How to make quarter-wave choke for a hydrogen-line cantenna
Below is the simplest and most reliable way to add an effective quarter-wave choke to a hydrogen-line cantenna. This is a standard method used on feedhorns to reduce spillover and improve impedance matching. It’s practical with tin cans, aluminium sheet, or copper sheet.
✔ What a choke actually is
A choke creates a high-impedance ring around the mouth of the waveguide at the operating frequency. This suppresses currents on the outside surface and reduces unwanted radiation/spillover.
Most commonly it is made as a λ/4 deep groove or sleeve around the waveguide mouth.
At 1420 MHz:
- λ ≈ 211 mm
- λ/4 ≈ 53 mm
✔ The easiest version you can build
1. Quarter-wave choke sleeve (the “slipped on” cylinder)
This is the simplest for DIY and works well with paint-tin construction.
What you need
- A metal cylinder slightly larger in diameter than your main 150 mm cantenna (e.g., a short section of a second paint can, or rolled aluminium sheet).
- Its length must be ≈ 53–55 mm.
- A way to electrically connect the bottom rim of the choke sleeve to the mouth rim of the cantenna (screws, solder, aluminium tape, or simple metal-to-metal contact).
How it works
- The sleeve is shorted at the bottom (because it touches the cantenna mouth).
- It is open at the top.
- At λ/4 resonance this creates a high impedance boundary at the mouth → acting as a choke.
How to build it
- Cut the sleeve to 53–55 mm long.
A leftover paint tin is ideal; cut off a band from its open end. - Slip it over the outside of your 150 mm cantenna mouth.
It should surround the can like a collar. - Ensure good electrical contact around the whole circumference:
- 4–6 self-tapping screws,
- or conductive foil tape,
- or solder spot-welds if using tinned steel.
- Do NOT close the top of the sleeve.
It must remain an open cylinder.
This construction is extremely forgiving. A few mm error won’t matter.
✔ The “classic” version
2. Quarter-wave annular groove (the textbook choke)
This is harder to build but excellent electrically.
Structure
- You form a circular trench around the waveguide mouth.
- Depth: 53–55 mm
- Width: ~10–30 mm (not critical).
- The bottom of the trench must be a short-circuit (electrically connected to the cantenna body).
How to fabricate
- Use two nested cans with a 10–20 mm gap between them.
- Join their bottoms together (short).
- Trim the outer can so the gap depth is 53 mm.
- The gap now acts as the λ/4 groove.
This is essentially what commercial feedhorns use.
✔ Which one should you build?
For your hydrogen-line can-waveguide feed, method 1 (sleeve) is by far the easiest, quickest, and most effective.
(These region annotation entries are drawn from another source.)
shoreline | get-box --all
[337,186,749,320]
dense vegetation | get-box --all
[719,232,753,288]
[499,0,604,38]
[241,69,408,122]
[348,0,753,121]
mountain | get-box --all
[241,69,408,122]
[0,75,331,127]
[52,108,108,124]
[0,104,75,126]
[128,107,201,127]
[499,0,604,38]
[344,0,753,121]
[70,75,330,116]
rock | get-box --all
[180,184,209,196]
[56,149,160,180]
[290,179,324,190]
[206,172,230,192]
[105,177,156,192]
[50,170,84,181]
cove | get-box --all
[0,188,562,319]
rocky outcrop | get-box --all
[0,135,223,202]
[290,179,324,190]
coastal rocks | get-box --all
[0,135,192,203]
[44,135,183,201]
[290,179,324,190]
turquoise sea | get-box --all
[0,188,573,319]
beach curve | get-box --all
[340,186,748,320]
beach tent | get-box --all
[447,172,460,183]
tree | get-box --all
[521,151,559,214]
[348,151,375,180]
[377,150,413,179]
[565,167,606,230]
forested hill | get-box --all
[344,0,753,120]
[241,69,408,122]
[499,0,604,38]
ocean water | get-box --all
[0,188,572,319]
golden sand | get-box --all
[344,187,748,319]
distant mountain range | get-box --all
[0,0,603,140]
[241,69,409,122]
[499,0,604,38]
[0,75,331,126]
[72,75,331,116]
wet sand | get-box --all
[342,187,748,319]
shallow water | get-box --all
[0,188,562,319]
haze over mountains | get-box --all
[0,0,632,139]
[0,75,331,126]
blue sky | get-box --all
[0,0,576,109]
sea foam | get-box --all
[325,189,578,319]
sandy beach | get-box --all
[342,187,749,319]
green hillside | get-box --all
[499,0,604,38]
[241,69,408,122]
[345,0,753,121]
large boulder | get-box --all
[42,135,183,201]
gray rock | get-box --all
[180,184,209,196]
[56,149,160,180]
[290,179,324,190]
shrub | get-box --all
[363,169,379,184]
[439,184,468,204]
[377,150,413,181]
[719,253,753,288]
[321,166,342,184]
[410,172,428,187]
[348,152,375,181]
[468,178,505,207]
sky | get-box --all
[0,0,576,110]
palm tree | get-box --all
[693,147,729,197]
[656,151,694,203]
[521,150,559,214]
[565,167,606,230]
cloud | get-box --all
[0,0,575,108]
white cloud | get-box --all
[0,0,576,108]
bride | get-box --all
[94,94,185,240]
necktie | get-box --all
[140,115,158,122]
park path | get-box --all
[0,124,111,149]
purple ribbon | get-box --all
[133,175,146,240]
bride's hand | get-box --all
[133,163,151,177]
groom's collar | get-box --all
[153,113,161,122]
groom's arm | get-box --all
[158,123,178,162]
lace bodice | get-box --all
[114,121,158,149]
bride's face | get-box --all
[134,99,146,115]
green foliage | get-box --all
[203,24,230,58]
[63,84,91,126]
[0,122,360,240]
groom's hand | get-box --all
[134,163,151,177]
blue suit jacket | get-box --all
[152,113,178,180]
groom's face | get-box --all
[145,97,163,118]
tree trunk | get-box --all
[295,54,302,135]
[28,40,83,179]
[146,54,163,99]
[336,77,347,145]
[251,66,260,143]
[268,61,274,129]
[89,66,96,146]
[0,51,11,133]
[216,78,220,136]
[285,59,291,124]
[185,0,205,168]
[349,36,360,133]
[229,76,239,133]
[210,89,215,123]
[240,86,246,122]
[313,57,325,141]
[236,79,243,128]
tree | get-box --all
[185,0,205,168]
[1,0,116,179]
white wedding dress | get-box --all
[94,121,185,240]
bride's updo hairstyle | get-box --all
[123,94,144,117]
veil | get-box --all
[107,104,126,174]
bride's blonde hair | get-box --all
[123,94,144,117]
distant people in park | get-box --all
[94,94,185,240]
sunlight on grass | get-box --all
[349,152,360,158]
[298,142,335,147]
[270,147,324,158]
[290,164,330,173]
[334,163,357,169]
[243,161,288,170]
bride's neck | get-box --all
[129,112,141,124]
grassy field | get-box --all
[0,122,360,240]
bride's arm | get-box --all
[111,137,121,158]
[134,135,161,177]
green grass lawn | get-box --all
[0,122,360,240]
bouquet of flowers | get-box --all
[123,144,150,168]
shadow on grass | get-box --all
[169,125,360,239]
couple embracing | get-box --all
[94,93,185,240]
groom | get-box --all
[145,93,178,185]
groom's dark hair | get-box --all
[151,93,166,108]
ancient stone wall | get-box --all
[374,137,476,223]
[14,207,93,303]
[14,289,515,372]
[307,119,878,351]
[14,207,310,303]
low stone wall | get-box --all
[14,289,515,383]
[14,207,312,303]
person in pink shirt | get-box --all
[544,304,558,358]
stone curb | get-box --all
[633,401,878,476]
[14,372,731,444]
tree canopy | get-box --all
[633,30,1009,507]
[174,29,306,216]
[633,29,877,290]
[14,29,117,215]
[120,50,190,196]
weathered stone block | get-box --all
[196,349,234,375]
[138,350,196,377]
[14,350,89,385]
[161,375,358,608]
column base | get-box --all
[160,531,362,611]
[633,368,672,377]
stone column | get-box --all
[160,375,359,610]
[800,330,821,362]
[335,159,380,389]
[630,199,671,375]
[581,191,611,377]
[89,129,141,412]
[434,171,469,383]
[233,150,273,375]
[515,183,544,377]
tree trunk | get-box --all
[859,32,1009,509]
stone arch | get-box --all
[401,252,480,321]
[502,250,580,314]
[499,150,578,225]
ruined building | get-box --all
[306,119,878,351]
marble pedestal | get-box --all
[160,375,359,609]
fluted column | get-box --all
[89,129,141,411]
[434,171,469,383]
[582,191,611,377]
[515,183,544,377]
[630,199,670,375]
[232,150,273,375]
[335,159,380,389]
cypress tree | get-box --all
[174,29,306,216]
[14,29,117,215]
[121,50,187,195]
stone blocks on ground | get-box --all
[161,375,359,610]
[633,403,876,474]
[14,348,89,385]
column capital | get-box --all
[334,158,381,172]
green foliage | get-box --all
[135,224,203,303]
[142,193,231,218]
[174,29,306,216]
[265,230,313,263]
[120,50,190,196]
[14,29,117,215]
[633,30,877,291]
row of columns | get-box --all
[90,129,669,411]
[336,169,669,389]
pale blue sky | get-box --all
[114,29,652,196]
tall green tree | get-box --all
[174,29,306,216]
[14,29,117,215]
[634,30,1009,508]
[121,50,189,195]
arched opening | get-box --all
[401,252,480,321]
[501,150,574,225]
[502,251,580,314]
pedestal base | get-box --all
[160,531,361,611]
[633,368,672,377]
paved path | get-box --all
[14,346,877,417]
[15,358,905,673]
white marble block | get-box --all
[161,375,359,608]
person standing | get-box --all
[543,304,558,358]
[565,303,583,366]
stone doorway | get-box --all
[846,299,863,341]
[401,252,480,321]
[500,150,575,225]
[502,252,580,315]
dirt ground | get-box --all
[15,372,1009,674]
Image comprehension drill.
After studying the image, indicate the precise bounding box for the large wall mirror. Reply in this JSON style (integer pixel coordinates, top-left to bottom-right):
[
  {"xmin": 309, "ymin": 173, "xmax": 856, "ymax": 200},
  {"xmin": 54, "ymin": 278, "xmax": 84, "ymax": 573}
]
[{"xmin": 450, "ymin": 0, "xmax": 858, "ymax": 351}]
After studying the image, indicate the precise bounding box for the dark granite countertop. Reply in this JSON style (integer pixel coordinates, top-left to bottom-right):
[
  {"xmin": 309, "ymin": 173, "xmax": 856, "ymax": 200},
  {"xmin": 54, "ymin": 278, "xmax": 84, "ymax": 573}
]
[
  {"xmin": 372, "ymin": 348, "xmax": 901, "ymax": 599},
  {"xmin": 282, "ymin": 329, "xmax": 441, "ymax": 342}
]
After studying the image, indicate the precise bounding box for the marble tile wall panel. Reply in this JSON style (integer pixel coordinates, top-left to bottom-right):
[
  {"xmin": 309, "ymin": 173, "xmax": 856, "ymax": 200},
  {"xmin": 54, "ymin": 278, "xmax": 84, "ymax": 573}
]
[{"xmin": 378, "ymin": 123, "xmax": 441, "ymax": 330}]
Your existing 5-litre paint tin can be cut into a 53 mm-deep ring and slipped over your 150 mm can.
Don’t put the whole can over the inner can — cut a ring off it.
✔ How to test if the choke is working
- Point at cold sky → measure power.
- Point at ground → measure power.
A good choke reduces ground pickup and improves the contrast between sky and ground.
If you have a VNA:
- Measure S11 before and after.
Resonance near 1420 MHz often improves with a proper choke.